More than a year has passed since coronavirus started wreaking havoc with daily life in Finland and the situation has particularly affected the wellbeing of young adults, according to a new survey from the Mental Health Finland association.
In particular, respondents aged 18-34 said the crisis had caused feelings of strain and exhaustion.
The survey found that the epidemic and related restrictions had burdened residents of all ages.
However, feelings of social isolation were particularly common among young adults under the age of 25, with more than 40 percent of that group saying isolation had negatively affected their wellbeing.
Conversely, respondents over the age of 65 were least likely to say they were burdened by feelings of isolation.
One aspect about the pandemic most respondents had similar feelings about — regardless of age — was a fear of contracting the virus. But only about one third of all respondents said that fears about falling ill had impaired their emotional health.
Beyond circumstances of the crisis itself, respondents said they had negative feelings of uncertainty about the future, work related issues, their health as well as financial and livelihood concerns.
Women were more likely to feel burdened by the crisis than men. Female respondents said they worried about the crisis and their families significantly more than their male counterparts.
Nearly two thirds of younger respondents also said they had experienced mental health issues in themselves or within their immediate circle of friends. That proportion was exactly the same as in a similar survey carried out by the association four years ago, according to the group.

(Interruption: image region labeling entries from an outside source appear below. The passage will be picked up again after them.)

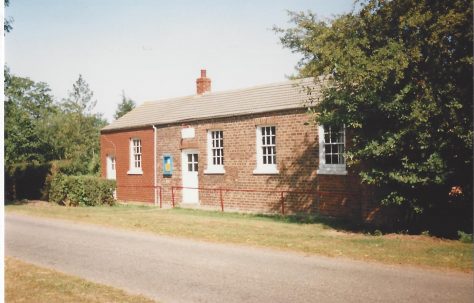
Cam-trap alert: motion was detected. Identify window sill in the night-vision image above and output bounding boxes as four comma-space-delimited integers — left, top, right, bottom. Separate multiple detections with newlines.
204, 166, 225, 175
127, 169, 143, 175
253, 166, 280, 175
316, 167, 347, 176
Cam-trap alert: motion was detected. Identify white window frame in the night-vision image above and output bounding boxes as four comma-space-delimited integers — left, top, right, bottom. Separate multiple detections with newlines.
316, 125, 347, 175
253, 125, 279, 175
127, 138, 143, 175
204, 129, 225, 174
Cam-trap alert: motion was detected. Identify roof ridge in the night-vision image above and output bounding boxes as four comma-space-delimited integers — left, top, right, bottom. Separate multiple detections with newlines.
142, 77, 314, 105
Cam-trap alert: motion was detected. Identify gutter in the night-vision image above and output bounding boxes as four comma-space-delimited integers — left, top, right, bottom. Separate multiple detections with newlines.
152, 125, 161, 206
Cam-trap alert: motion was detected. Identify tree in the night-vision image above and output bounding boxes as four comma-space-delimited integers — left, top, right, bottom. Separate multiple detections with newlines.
275, 0, 473, 232
4, 67, 56, 164
57, 75, 107, 174
114, 91, 136, 119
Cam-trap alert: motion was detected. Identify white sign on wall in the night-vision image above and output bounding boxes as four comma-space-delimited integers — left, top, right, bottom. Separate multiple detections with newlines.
181, 127, 194, 139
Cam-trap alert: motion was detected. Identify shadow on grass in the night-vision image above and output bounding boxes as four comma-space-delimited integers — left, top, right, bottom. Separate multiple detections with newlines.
4, 199, 42, 206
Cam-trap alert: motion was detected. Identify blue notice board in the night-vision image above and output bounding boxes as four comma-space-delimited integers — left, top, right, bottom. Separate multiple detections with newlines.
163, 154, 173, 176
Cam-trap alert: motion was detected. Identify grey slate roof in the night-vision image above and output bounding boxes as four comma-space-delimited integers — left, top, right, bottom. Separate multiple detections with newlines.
102, 78, 318, 131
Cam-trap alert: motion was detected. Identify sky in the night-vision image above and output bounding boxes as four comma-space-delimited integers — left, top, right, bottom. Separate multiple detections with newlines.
5, 0, 353, 122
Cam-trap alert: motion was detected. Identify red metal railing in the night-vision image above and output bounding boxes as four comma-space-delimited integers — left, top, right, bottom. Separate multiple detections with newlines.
117, 185, 340, 215
171, 186, 330, 215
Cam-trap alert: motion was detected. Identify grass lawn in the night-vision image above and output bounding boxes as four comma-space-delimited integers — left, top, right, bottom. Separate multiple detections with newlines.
5, 202, 473, 272
5, 257, 154, 303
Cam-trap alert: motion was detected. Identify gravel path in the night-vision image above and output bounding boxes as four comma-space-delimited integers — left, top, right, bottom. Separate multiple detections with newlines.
5, 214, 474, 302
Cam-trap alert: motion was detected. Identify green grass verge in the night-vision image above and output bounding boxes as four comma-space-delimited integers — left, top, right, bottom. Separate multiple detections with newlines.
5, 257, 154, 303
5, 203, 473, 272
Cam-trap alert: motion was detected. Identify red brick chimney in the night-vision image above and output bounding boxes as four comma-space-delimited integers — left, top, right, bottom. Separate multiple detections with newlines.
196, 69, 211, 95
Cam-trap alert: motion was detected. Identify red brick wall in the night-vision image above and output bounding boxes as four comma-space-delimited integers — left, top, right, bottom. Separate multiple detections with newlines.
100, 127, 154, 202
101, 110, 368, 219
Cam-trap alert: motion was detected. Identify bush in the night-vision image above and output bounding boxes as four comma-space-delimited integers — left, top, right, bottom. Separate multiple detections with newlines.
5, 163, 51, 200
49, 173, 115, 206
458, 230, 472, 243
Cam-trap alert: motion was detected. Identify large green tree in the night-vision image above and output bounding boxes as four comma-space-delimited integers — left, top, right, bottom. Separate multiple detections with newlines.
55, 75, 107, 173
275, 0, 473, 232
114, 91, 136, 119
4, 68, 56, 164
4, 68, 107, 174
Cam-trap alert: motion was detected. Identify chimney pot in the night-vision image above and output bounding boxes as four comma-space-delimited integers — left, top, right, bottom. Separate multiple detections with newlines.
196, 69, 211, 95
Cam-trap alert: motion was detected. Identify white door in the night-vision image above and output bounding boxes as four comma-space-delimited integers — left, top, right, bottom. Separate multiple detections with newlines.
107, 156, 117, 180
181, 150, 199, 204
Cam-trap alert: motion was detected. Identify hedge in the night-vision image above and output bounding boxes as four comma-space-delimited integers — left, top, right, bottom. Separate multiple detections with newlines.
49, 173, 115, 206
5, 163, 51, 201
5, 160, 81, 201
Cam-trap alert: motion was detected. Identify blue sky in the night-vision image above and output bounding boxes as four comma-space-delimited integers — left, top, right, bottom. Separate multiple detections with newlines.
5, 0, 353, 122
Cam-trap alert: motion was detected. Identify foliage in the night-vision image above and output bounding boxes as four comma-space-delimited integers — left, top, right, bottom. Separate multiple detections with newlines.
4, 68, 56, 164
275, 0, 473, 228
5, 162, 51, 200
55, 75, 107, 174
4, 68, 107, 174
49, 173, 115, 206
3, 0, 13, 34
458, 230, 472, 243
114, 91, 136, 119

The most common psychological problems those respondents cited was exhaustion (46%) or depression (40%). As many as three quarters (75%) of respondents under the age of 25 said they had experienced exhaustion themselves or in someone close to them.
Anxiety was also common among younger adults, with two thirds of people under the age of 35 saying they or someone they knew had dealt with symptoms of anxiety.

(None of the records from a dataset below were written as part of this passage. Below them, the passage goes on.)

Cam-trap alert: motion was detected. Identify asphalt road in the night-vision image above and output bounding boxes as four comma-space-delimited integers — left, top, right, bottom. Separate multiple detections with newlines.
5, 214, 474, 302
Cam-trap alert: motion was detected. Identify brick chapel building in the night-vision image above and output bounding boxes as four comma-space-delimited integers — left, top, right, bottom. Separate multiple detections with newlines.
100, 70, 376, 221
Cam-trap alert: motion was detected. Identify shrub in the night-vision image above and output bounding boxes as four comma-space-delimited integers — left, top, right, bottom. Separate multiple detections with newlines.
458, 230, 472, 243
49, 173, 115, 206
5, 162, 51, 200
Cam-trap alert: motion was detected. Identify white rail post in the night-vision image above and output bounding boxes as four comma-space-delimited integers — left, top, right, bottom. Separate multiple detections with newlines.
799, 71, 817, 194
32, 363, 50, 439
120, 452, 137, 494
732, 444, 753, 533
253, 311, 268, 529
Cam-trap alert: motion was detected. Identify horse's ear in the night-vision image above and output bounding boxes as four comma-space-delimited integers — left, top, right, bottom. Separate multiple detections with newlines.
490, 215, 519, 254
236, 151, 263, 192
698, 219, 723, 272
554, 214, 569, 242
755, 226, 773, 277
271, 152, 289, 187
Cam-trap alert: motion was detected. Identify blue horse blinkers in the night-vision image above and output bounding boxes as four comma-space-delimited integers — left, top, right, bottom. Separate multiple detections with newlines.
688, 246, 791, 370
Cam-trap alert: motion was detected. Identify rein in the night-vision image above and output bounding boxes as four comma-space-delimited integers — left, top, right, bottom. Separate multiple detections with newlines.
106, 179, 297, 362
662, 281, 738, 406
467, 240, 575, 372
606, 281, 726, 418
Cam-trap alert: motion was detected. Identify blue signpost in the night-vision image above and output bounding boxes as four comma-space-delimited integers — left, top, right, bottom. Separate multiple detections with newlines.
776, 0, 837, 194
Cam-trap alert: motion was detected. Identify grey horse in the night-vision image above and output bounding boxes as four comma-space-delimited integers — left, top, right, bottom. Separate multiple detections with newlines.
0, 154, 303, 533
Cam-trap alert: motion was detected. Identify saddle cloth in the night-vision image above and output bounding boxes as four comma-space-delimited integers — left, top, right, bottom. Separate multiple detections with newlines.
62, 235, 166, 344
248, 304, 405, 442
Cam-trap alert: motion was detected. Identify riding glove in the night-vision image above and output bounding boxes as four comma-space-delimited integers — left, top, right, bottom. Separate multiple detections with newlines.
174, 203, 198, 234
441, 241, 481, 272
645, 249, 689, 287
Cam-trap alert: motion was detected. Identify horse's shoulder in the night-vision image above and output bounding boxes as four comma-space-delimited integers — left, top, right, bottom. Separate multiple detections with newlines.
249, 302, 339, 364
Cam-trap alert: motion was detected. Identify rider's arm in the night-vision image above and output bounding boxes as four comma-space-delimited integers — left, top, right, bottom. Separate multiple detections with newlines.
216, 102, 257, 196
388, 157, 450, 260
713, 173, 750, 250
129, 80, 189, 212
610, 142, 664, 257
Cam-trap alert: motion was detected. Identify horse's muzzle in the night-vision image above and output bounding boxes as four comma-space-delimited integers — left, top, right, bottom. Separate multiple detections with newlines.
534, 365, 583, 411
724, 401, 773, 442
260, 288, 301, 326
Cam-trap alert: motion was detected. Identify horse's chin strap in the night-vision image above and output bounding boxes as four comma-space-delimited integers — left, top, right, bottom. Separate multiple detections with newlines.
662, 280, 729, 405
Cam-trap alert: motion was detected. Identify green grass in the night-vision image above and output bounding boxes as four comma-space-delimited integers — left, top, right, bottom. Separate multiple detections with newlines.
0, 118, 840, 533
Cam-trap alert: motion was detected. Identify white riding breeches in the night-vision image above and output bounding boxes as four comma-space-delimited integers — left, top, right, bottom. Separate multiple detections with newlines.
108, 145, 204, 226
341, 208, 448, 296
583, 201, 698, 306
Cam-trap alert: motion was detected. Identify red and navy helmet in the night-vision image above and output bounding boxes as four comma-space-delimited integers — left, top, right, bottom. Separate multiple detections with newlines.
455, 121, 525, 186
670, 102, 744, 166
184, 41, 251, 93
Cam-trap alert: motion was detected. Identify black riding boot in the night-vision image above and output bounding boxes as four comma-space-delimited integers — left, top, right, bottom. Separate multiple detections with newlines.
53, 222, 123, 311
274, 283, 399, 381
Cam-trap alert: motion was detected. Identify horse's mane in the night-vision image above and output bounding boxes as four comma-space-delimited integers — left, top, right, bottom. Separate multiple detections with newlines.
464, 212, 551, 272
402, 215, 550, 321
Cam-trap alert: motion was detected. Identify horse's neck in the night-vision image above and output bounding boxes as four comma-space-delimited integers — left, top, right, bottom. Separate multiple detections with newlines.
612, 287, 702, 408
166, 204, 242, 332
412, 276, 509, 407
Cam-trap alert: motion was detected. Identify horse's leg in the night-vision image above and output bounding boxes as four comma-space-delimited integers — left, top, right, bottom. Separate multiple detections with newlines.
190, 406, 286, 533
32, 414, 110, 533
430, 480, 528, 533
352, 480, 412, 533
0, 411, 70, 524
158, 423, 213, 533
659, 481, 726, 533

The mental health advocates said that results of this survey were similar to a previous survey it carried out, in that young adults are increasingly feeling burdened in general.
However, a clear change from the survey four years ago was improved overall attitudes toward mental health.
In 2016, just under half of respondents said that attitudes about mental health had improved in recent times. In this year’s survey, 59 percent shared such sentiments. Meanwhile around 66 percent of women noted a positive change in attitudes about mental health issues.
Commissioned by Mental Health Finland, the survey was conducted by polling firm IROResearch and queried about 1,000 people on 16-24 February 2021. The statistical margin of error did not exceed 3.2 percentage points in either direction.